The May Fairy (Czech: Pohádka máje) is a 1926 Czech silent romance film directed by Karl Anton based on a Vilém Mrštík's novel. It is credited with helping to introduce the tradition of lyricism in Czech cinema.
It was shot in several locations including Prague and Vienna.

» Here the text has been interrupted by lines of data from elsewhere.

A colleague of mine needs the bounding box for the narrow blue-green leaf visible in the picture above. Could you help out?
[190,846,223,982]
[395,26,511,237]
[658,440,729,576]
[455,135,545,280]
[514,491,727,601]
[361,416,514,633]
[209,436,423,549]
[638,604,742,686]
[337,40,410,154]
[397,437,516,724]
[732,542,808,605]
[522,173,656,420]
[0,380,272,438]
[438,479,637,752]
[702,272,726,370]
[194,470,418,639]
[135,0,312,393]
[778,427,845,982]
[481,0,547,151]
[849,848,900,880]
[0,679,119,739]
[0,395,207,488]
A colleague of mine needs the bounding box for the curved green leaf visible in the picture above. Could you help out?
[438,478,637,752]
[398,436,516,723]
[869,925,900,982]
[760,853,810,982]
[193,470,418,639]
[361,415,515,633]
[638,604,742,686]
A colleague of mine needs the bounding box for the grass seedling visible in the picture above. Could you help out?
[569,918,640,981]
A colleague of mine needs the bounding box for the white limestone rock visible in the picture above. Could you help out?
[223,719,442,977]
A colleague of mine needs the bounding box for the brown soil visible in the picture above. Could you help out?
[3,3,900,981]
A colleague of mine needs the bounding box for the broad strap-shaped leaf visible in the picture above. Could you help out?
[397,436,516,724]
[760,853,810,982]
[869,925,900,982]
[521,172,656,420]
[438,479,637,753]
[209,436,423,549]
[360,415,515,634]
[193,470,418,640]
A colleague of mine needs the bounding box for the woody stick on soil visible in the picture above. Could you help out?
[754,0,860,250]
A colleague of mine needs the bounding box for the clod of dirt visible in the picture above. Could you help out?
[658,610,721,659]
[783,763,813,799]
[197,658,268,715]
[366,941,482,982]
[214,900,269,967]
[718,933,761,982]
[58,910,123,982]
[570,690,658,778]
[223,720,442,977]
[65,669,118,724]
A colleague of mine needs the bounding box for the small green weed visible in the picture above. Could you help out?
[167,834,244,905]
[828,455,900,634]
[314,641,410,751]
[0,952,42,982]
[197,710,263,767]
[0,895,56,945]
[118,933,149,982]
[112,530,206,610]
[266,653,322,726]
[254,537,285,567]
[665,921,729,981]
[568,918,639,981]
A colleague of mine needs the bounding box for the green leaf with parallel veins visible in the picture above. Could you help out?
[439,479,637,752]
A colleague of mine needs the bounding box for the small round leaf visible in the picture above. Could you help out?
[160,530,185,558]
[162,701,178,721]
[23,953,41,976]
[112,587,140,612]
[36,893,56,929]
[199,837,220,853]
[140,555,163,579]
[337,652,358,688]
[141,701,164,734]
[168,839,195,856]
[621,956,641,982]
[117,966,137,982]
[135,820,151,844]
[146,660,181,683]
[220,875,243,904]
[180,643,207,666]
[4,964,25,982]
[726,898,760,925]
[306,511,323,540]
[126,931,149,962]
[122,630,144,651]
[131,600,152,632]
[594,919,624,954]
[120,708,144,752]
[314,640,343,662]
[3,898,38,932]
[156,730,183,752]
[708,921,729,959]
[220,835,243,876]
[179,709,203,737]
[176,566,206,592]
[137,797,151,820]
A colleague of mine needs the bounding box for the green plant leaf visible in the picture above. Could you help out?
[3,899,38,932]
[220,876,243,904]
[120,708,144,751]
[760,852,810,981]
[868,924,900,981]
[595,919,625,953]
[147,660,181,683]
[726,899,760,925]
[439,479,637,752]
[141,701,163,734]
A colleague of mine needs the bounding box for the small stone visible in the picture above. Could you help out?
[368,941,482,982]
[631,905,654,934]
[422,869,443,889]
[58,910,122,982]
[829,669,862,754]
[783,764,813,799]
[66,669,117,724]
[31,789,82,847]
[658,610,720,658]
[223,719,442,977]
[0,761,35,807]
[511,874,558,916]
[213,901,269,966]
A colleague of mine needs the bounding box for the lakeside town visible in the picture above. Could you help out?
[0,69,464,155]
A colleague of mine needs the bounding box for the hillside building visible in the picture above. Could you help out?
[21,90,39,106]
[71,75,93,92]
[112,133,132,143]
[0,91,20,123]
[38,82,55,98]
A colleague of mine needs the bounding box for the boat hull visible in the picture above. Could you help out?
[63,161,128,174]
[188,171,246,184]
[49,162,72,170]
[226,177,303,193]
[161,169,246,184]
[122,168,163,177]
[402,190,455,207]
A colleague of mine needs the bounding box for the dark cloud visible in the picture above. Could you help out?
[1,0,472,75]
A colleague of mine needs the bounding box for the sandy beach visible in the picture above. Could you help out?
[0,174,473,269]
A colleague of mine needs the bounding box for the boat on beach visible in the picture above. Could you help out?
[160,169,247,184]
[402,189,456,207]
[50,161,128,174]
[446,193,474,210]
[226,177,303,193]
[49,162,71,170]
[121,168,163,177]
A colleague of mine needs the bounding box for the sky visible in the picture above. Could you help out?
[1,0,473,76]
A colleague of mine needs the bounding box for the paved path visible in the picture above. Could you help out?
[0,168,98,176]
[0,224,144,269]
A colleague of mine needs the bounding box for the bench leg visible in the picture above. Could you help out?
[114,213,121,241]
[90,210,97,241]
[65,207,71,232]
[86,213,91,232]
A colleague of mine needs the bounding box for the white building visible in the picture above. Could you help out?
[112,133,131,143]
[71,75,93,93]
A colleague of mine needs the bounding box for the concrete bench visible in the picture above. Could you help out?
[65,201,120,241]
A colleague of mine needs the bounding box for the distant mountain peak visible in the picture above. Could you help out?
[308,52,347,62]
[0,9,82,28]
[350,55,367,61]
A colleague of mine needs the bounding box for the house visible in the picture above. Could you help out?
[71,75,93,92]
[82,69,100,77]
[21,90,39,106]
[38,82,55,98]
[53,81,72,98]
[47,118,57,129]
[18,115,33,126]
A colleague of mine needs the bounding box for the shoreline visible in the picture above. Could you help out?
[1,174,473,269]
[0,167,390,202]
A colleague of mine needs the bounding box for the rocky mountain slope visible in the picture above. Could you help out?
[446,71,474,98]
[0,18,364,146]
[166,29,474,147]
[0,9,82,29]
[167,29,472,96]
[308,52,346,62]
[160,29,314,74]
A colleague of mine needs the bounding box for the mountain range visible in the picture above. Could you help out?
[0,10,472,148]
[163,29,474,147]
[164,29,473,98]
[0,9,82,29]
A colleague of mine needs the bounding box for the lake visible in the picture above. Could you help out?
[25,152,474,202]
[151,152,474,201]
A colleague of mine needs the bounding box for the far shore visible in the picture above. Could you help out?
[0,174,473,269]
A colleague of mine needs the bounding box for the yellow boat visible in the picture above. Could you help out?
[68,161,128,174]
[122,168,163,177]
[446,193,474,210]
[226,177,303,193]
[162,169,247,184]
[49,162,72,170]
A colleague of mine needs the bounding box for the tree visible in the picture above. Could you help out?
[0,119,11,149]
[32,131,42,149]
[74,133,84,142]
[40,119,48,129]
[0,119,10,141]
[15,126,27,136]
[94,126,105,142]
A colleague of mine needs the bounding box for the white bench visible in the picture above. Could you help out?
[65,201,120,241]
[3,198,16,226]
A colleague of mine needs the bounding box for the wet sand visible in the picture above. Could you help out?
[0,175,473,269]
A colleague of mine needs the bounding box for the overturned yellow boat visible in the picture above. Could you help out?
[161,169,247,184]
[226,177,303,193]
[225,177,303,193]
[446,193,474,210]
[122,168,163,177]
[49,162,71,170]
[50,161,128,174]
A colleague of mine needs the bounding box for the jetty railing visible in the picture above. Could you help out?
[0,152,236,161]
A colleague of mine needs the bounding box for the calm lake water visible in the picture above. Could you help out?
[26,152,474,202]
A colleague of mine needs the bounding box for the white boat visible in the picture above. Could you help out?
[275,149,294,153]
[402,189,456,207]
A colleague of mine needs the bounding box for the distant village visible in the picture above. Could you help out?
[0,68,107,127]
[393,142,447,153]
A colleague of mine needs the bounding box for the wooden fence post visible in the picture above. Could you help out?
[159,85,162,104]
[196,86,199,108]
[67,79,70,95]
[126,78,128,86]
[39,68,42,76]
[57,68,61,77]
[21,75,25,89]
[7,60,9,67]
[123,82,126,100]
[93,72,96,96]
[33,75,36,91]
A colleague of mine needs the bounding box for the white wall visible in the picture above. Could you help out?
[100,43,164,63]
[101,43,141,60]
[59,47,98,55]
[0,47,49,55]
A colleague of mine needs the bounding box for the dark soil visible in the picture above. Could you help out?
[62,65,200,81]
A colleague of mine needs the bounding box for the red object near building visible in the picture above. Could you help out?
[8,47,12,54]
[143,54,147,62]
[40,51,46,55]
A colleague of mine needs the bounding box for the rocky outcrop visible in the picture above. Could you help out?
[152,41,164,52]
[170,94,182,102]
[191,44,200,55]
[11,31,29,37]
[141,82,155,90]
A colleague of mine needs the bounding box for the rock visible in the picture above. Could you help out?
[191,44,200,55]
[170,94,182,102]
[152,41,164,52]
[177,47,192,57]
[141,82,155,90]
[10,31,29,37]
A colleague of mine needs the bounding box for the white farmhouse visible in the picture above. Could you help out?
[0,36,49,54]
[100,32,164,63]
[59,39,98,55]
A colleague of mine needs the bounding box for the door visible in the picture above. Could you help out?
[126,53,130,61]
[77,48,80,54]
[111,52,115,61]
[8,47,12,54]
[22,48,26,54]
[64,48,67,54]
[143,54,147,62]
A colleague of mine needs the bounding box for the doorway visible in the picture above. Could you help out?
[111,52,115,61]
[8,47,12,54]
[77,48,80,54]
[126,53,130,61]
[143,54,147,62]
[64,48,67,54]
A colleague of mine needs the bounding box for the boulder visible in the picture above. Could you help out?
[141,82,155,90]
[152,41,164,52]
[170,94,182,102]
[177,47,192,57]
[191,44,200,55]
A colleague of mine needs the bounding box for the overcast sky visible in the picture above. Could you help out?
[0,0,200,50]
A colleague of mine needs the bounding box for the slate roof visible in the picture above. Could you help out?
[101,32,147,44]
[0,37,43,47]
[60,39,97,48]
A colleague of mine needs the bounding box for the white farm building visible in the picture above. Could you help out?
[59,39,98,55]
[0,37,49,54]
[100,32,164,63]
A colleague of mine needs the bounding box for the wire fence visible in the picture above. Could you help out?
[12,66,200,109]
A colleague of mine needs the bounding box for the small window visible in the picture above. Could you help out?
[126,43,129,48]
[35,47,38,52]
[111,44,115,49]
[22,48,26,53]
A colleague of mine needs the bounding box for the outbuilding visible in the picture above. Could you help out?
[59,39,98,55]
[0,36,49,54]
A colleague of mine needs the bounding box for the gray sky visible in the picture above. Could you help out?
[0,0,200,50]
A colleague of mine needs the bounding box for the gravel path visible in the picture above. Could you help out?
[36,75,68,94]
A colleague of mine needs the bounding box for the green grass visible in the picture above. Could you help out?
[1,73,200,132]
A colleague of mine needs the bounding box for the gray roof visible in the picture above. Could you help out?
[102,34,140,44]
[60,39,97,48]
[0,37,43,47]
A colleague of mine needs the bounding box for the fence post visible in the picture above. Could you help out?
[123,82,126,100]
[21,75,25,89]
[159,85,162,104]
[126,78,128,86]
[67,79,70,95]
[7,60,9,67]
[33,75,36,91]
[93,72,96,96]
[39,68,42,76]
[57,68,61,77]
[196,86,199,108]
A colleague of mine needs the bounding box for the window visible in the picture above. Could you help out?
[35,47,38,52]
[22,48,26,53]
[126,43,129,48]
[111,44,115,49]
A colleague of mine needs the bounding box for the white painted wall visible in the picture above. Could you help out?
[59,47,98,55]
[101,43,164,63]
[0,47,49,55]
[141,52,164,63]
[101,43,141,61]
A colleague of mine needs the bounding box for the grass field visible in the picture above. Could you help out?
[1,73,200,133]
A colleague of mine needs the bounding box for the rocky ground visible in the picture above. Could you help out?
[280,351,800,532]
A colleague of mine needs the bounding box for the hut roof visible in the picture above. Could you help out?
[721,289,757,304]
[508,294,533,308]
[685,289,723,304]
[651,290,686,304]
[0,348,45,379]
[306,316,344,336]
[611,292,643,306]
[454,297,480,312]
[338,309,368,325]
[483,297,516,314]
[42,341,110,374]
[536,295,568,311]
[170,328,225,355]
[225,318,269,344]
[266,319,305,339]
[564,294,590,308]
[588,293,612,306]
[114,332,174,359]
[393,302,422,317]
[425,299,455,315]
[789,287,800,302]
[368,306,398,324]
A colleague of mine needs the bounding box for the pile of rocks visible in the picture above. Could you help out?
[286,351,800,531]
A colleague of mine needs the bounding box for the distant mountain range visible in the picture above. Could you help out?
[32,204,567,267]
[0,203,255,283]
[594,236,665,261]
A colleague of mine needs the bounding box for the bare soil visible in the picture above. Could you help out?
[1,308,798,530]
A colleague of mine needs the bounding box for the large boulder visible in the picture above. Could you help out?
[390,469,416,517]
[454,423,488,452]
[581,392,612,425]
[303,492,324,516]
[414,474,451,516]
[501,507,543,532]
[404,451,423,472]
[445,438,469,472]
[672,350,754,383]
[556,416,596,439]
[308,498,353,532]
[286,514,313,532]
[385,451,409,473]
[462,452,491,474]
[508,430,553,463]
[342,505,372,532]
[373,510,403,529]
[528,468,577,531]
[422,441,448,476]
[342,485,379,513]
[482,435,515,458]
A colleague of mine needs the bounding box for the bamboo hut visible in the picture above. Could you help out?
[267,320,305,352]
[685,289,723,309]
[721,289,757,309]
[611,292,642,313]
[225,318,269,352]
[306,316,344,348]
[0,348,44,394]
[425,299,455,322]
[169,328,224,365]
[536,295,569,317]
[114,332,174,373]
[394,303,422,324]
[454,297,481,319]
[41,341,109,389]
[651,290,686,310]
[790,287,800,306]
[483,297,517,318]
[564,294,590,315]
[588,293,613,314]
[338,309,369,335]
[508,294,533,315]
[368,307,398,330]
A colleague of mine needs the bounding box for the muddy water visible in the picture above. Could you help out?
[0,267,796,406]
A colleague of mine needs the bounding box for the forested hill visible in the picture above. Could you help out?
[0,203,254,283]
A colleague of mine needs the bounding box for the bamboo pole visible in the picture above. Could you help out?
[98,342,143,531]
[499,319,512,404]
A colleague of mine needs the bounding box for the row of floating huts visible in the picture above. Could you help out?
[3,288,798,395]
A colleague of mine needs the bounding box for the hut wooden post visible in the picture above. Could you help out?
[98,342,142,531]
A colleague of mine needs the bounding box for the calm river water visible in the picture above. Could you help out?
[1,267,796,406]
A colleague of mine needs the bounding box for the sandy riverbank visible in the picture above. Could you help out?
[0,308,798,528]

Another adaptation of the novel was made in 1940 by Otakar Vávra.

==Cast==
- Ferdinand Kaňkovský as Forester
- Anna Opplová as Forester's Wife
- Anita Janová as Helenka
- Jarmila Horáková as Gusta
- Berta Reifová as Albína
- George Voskovec as Ríša
- Ludvík Veverka as Ríša's Friend
- Antonín Marek as Priest
- Betty Kysilková as Priest's Housekeeper
- Božena Svobodová as Ríša's Landlady
- Mary Jansová as Waiter
- Marie Počepická as Marta
- František Fišer as Jenyš
- Saša Dobrovolná as Jenyš's Mother
- Jindřich Lhoták as Nikolaus von Rittenburg
- Jan Richter as Policeman
- Ladislav H. Struna as Pimp
- Helena Zmatlíková as Helenka

==Release==
The film was reconstructed in 2005 and re-released in cinemas with live music by Neuvěřitelno.